Kuchen also bei "Hier wohnen wir, bis wir 30 39 sind". An den Nebentischen kann man Gesprächen lauschen und dabei wertvolle Tips für sich selbst destillieren. Da erzählt eine ihren zusehends (~hörends) stiller und ungläubiger werdenden Begleitern von dieser Geldanlage. Weil ja "alles nix bringt" und sie doch bald die Wohnung kaufen wolle, habe sie sich mal umgehört. Und dieser seriöse Typ, dieser Immobilienmakler (es gibt Menschen, für die wäre das schon ein Oxymoron), der hätte nun wiederum einen gekannt, Geschäftsmann und gut betucht, der brauchte schnell einen privaten Kredit. (Leider, leider sei der gute Mann nämlich nicht liquide, all sein vieles Geld so feste angelegt, mit Fischerdübeln verschraubt, daß er nun glatt acht Prozent bieten wolle.) Und während man noch denkt, gleich lacht sie laut und ihre Begleiter mit und sagt so was wie "netter Versuch", fährt sie mit unverrückter Miene fort. Bald nämlich bot man ihr sogar zehn Prozent, wenn das Geld nur sofort überbracht würde. Und "natürlich" hätte sie das gemacht, war ja alles ganz seriös und einen Zettel hätten sie auch aufgesetzt, also so einen Vertrag und ob denn - hier ein kurzer nervöser Blick zum Begleiter - private Darlehensgeschäfte hierzulande verboten wären?
Im stillen dachte ich, nun kürz' es schon ab, erzähle die Pointe und laß uns Mitleid schenken. Aber es folgte eine längliche erzählerische Odyssee über vergessene und verschlampte Rückgabetermine, geplatzte Überbringungsversuche, die allesamt plötzlichen Todesfällen in der Familie, Krankheiten oder Motorschäden anderer Art geschuldet waren. Und während bei mir Geduld und Kuchenstück immer kleiner wurden, wartete ich auf das Bekenntnis und die Einsicht, dieses Mein Gott, puta madre, die Kohle ist weg und ich ein Idiot!, und auch die Begleiter rutschten immer peinlicher berührt auf ihren schmalen Sitzen hin und her, starrten mal hierhin, wünschten sich bald dorthin und warteten mit offenem Mund auf das Ende der Geschichte.
"Ja", meinte die Frau. Es hätten sich wohl bald einzelne Unstimmigkeiten gezeigt, glatte Lügen auch, die den mantrisch wiederholten "Geld kommt Dienstag"-Formeln zusehends so etwas wie Glaubwürdigkeit absprachen. Sie hätte mittlerweile Nachforschungen angestellt (Mittlerweile! Nachforschungen! Auf eigene Faust!) und einen Hauch verspürt... Zweifel schlichen sich wohl ein. Jedenfalls, nun wurde eine Meinung erbeten, fragte sie sich, ob sie denn nun noch warten solle, vielleicht doch eine Frist setzen oder... oder einfach mal zur Polizei gehen? Oder, schlimm, lachten die sie am Ende nur aus?

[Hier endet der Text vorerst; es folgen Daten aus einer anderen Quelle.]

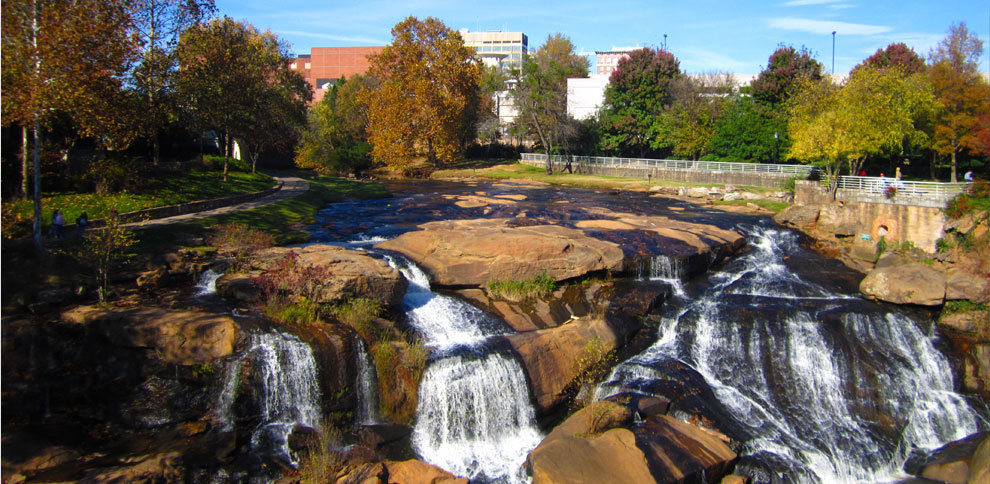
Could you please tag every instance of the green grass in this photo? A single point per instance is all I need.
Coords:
(538, 286)
(187, 187)
(771, 205)
(285, 220)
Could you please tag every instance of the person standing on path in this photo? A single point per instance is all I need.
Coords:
(58, 222)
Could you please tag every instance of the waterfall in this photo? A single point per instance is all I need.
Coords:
(285, 389)
(207, 284)
(367, 385)
(665, 269)
(461, 425)
(820, 386)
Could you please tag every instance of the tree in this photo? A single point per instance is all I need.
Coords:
(65, 59)
(899, 55)
(786, 68)
(750, 131)
(688, 126)
(428, 96)
(335, 136)
(157, 25)
(541, 92)
(236, 80)
(963, 95)
(639, 91)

Meine Begleitung, deren längst verdrehte Augen nur durch einen medizinischen Trick wieder anatomisch einigermaßen korrekt in die Höhlen zu bekommen waren, röchelte: "So redet nur eine, die dieses Geld nicht selbst verdient hat." Während ich noch überlegte, mir vielleicht selbst ein wenig Geld von dieser Frau zu leihen. Wenigstens für den Kuchen.